The paper presents a novel, flexible community-based neural framework that integrates an adapted SBM loss for scalable, multi-task graph learning with improved techniques like GAT+ and scaled cosine similarity.

Findings

Effective community detection and link prediction on large graphs

Enhanced scalability and performance with proposed tweaks

Successful application to graph alignment and anomaly detection

Abstract

This paper proposes a novel scalable community-based neural framework for graph learning. The framework learns the graph topology through the task of community detection and link prediction by optimizing with our proposed joint SBM loss function, which results from a non-trivial adaptation of the likelihood function of the classic Stochastic Block Model (SBM). Compared with SBM, our framework is flexible, naturally allows soft labels and digestion of complex node attributes. The main goal is efficient valuation of complex graph data, therefore our design carefully aims at accommodating large data, and ensures there is a single forward pass for efficient evaluation. For large graph, it remains an open problem of how to efficiently leverage its underlying structure for various graph learning tasks.

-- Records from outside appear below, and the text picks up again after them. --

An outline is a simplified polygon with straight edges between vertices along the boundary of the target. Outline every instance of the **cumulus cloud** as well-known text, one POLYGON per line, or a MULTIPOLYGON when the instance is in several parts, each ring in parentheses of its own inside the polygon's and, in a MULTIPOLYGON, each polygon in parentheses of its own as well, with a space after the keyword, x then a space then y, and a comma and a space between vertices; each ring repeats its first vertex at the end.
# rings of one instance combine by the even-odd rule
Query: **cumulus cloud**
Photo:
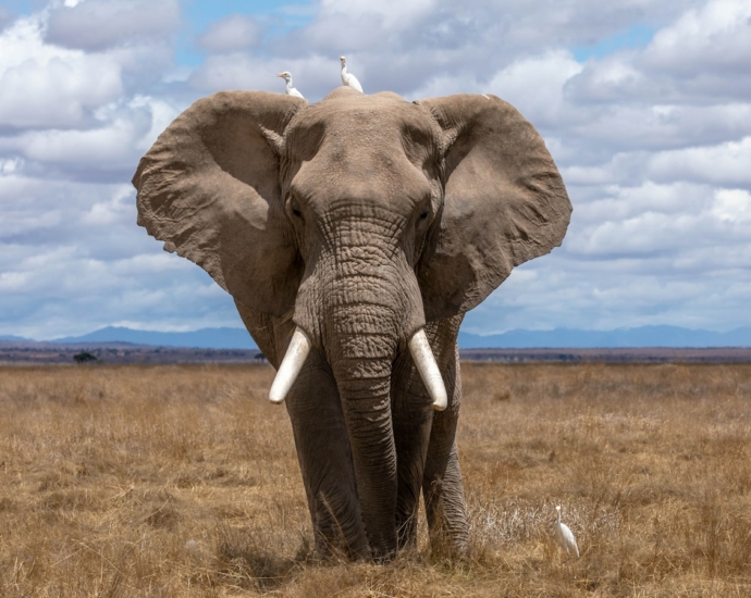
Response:
POLYGON ((226 11, 193 39, 187 23, 177 0, 0 10, 0 334, 239 326, 208 275, 135 225, 130 177, 197 97, 283 92, 291 71, 317 101, 342 54, 368 92, 510 101, 561 167, 564 245, 466 329, 748 325, 746 0, 321 0, 305 20, 226 11))
POLYGON ((227 53, 257 47, 263 28, 253 17, 231 14, 211 24, 209 29, 198 37, 198 46, 210 52, 227 53))
POLYGON ((99 51, 160 40, 177 30, 177 0, 87 0, 50 11, 45 41, 99 51))

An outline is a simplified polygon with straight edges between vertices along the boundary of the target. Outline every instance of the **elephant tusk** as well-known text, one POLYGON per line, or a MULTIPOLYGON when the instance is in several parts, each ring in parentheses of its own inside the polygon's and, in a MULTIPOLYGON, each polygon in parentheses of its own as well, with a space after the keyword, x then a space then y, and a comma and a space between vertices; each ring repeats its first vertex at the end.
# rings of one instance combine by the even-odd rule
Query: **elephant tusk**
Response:
POLYGON ((409 339, 409 352, 413 356, 413 361, 420 373, 420 377, 433 399, 433 409, 435 411, 443 411, 448 404, 448 397, 446 396, 446 387, 443 384, 441 371, 435 363, 433 351, 430 350, 430 344, 426 336, 424 329, 420 328, 409 339))
POLYGON ((274 377, 271 390, 269 390, 269 400, 271 402, 284 402, 309 352, 310 341, 308 337, 305 336, 303 331, 295 328, 295 333, 292 335, 292 340, 290 340, 290 346, 287 347, 287 352, 284 353, 282 364, 279 366, 276 377, 274 377))

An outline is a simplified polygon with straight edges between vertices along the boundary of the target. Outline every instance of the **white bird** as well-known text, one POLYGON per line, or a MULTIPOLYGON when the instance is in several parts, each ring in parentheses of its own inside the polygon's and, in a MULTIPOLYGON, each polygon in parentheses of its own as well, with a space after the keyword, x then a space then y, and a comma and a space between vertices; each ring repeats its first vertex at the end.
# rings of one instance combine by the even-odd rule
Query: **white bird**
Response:
POLYGON ((276 76, 278 76, 278 77, 282 77, 285 82, 287 82, 287 87, 286 87, 287 96, 293 96, 293 97, 295 97, 295 98, 303 98, 303 99, 305 99, 305 97, 303 96, 303 94, 300 94, 299 91, 297 91, 297 89, 295 89, 295 88, 292 86, 292 74, 291 74, 288 71, 283 71, 282 73, 278 73, 276 76))
POLYGON ((568 525, 561 523, 561 504, 555 508, 558 511, 558 519, 555 520, 555 541, 557 541, 561 547, 566 551, 566 555, 570 558, 571 552, 579 558, 579 547, 576 545, 576 538, 568 525))
POLYGON ((347 59, 341 57, 338 61, 342 63, 342 83, 348 87, 352 87, 353 89, 357 89, 360 94, 362 94, 364 91, 360 82, 357 80, 355 75, 347 73, 347 59))

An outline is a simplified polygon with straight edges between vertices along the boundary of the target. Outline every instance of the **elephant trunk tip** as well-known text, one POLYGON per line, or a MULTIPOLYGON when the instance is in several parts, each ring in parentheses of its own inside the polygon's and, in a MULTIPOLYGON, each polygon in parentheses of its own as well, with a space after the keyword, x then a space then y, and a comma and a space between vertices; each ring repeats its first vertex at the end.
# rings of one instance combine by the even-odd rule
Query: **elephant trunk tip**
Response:
POLYGON ((295 328, 287 351, 284 353, 284 359, 269 390, 269 400, 271 402, 276 404, 284 402, 287 393, 290 393, 292 385, 295 384, 300 370, 303 370, 309 352, 310 340, 308 340, 308 337, 299 327, 295 328))
POLYGON ((423 328, 420 328, 413 335, 408 346, 417 371, 420 373, 420 377, 431 399, 433 399, 433 409, 435 411, 443 411, 448 406, 448 395, 446 394, 443 376, 441 376, 441 371, 435 362, 433 351, 430 349, 430 342, 428 342, 423 328))

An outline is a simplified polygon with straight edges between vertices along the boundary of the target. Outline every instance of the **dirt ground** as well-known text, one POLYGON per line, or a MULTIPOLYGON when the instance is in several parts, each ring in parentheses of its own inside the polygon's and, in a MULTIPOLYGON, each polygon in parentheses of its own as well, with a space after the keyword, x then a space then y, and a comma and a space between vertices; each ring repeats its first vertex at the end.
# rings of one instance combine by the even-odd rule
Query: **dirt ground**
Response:
POLYGON ((272 377, 0 367, 0 596, 751 595, 751 365, 464 364, 470 552, 386 565, 312 555, 272 377))

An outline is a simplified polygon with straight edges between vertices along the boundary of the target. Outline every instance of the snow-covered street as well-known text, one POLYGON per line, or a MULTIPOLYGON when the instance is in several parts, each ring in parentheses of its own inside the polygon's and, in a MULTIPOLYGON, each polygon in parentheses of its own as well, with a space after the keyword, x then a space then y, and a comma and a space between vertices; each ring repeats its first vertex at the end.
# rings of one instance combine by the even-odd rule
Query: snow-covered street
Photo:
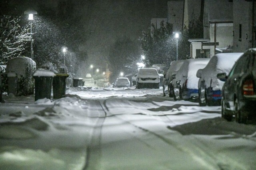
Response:
POLYGON ((252 170, 256 125, 160 89, 71 88, 0 103, 0 169, 252 170))

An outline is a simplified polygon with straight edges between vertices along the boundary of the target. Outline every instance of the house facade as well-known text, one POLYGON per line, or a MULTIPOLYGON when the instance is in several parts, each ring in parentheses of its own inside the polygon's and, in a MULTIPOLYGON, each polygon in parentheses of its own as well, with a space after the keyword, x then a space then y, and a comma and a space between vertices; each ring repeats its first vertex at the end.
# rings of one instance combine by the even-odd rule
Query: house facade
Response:
POLYGON ((233 0, 234 52, 256 47, 256 0, 233 0))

Previously it can be heavy work. With our community-based framework, this becomes less difficult and allows the task models to basically plug-in-and-play and perform joint training. We currently look into two particular applications, the graph alignment and the anomalous correlation detection, and discuss how to make use of our framework to tackle both problems. Extensive experiments are conducted to demonstrate the effectiveness of our approach. We also contributed tweaks of classic techniques which we find helpful for performance and scalability. For example, 1) the GAT+, an improved design of GAT (Graph Attention Network), the scaled-cosine similarity, and a unified implementation of the convolution/attention based and the random-walk based neural graph models.